I could be wrong of course but I have seen no evidence to the contrary, so far...
A fixed collection of methods won't scale, - power of a method should correspond to generality (predictive power) of a pattern. The whole point of such pattern-specific & level-specific scaling of methods IS computational efficiency, - it's a lot less expensive to incrementally scale methods for individual patterns than to indiscriminately apply a fixed set of them on patterns most of which are either too complex or too simple for any given method.
To select formulas you must have an implicit criterion, why not try to make it explicit? I don't believe we need complex math for AI, complex methods can
Sorry, that was a typo, it should be "can't"
be universal, - generalization is a reduction. What we need is a an autonomously scalable method.
Well, if you know some simple math that is adequate for deriving a practical AI design, please speak up. Point me to the URL where you've posted the paper containing this math! I'll be very curious to read it!!!! ;-)
We both know that there is no practical general AI yet, I'm trying to suggest a theoretically consistent one. Given that the whole endeavor is context-free it should ultimately be the same thing. I don't have any papers, when the theory is finished I'll write a program, not a paper.
My method is ultimately simple: sequential expansion of search for correlations of sequentially increasing arithmetic power/derivation, for inputs which had above-average compression over the shorter range of search / lower arithmetic power/derivation.
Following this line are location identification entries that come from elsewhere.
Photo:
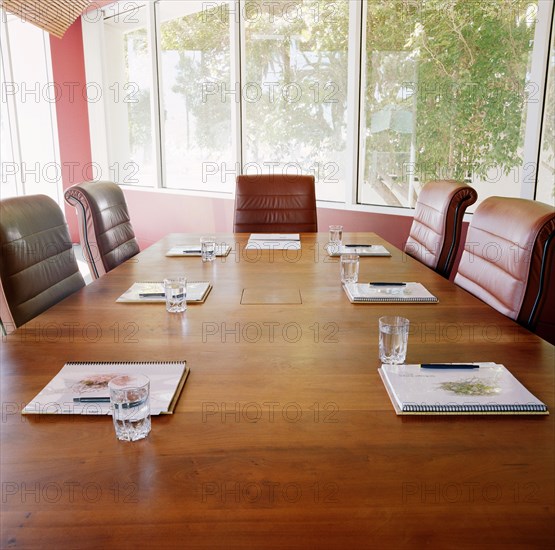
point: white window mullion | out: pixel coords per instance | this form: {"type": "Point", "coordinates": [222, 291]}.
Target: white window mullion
{"type": "Point", "coordinates": [535, 103]}
{"type": "Point", "coordinates": [355, 108]}
{"type": "Point", "coordinates": [156, 100]}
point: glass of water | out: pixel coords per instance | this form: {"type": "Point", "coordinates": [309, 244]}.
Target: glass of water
{"type": "Point", "coordinates": [176, 294]}
{"type": "Point", "coordinates": [208, 249]}
{"type": "Point", "coordinates": [394, 335]}
{"type": "Point", "coordinates": [130, 404]}
{"type": "Point", "coordinates": [336, 235]}
{"type": "Point", "coordinates": [349, 265]}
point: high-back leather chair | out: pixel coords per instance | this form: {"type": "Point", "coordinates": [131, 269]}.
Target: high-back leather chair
{"type": "Point", "coordinates": [435, 233]}
{"type": "Point", "coordinates": [509, 261]}
{"type": "Point", "coordinates": [37, 265]}
{"type": "Point", "coordinates": [275, 203]}
{"type": "Point", "coordinates": [105, 229]}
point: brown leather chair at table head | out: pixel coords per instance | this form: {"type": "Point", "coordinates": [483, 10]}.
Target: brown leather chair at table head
{"type": "Point", "coordinates": [509, 261]}
{"type": "Point", "coordinates": [105, 230]}
{"type": "Point", "coordinates": [435, 234]}
{"type": "Point", "coordinates": [275, 203]}
{"type": "Point", "coordinates": [37, 268]}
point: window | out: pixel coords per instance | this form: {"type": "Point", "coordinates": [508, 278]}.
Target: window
{"type": "Point", "coordinates": [196, 109]}
{"type": "Point", "coordinates": [294, 92]}
{"type": "Point", "coordinates": [374, 98]}
{"type": "Point", "coordinates": [30, 161]}
{"type": "Point", "coordinates": [128, 89]}
{"type": "Point", "coordinates": [445, 98]}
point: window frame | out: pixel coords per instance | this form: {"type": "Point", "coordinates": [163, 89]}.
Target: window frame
{"type": "Point", "coordinates": [355, 109]}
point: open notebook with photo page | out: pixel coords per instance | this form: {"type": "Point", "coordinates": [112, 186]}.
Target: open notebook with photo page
{"type": "Point", "coordinates": [274, 241]}
{"type": "Point", "coordinates": [478, 388]}
{"type": "Point", "coordinates": [82, 388]}
{"type": "Point", "coordinates": [153, 292]}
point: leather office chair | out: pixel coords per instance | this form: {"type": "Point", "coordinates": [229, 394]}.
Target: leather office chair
{"type": "Point", "coordinates": [435, 233]}
{"type": "Point", "coordinates": [105, 230]}
{"type": "Point", "coordinates": [275, 203]}
{"type": "Point", "coordinates": [509, 261]}
{"type": "Point", "coordinates": [38, 268]}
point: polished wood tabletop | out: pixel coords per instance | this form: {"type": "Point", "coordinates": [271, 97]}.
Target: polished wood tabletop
{"type": "Point", "coordinates": [284, 435]}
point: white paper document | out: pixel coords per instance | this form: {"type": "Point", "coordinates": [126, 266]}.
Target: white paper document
{"type": "Point", "coordinates": [274, 241]}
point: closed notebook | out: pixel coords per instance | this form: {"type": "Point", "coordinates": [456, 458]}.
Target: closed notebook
{"type": "Point", "coordinates": [488, 389]}
{"type": "Point", "coordinates": [222, 249]}
{"type": "Point", "coordinates": [153, 292]}
{"type": "Point", "coordinates": [409, 292]}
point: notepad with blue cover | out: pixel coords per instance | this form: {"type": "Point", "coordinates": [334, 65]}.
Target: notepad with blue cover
{"type": "Point", "coordinates": [404, 292]}
{"type": "Point", "coordinates": [488, 389]}
{"type": "Point", "coordinates": [274, 241]}
{"type": "Point", "coordinates": [184, 250]}
{"type": "Point", "coordinates": [376, 250]}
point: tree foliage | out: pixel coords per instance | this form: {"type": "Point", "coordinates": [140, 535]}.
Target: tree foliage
{"type": "Point", "coordinates": [453, 72]}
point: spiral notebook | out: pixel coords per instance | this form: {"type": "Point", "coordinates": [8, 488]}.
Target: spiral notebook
{"type": "Point", "coordinates": [82, 388]}
{"type": "Point", "coordinates": [408, 292]}
{"type": "Point", "coordinates": [489, 388]}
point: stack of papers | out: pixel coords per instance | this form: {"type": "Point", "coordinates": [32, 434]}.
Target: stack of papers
{"type": "Point", "coordinates": [274, 241]}
{"type": "Point", "coordinates": [82, 388]}
{"type": "Point", "coordinates": [222, 249]}
{"type": "Point", "coordinates": [361, 250]}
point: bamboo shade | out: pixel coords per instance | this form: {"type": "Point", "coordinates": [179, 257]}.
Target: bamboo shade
{"type": "Point", "coordinates": [53, 16]}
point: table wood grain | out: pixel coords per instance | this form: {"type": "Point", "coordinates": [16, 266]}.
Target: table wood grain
{"type": "Point", "coordinates": [284, 436]}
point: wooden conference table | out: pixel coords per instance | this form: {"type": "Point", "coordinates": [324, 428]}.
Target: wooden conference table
{"type": "Point", "coordinates": [284, 435]}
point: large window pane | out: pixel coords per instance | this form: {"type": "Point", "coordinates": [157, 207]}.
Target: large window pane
{"type": "Point", "coordinates": [196, 105]}
{"type": "Point", "coordinates": [29, 159]}
{"type": "Point", "coordinates": [445, 96]}
{"type": "Point", "coordinates": [295, 91]}
{"type": "Point", "coordinates": [545, 191]}
{"type": "Point", "coordinates": [129, 90]}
What's new here (correct me if I'm wrong), is how I define compression, which determines value of a pattern, & encode these patterns to preserve restorability & enable analytical comparison (between individual variable types within patterns). Both are necessary to selectively scale the search, & I don't see it in OOPS
It's in my introduction, someplace, but I realize it must be mental torture to try to figure it. Why would you work on it? Only if you agree with my theoretical assumptions, I suppose, the method is uniquely consistent with them.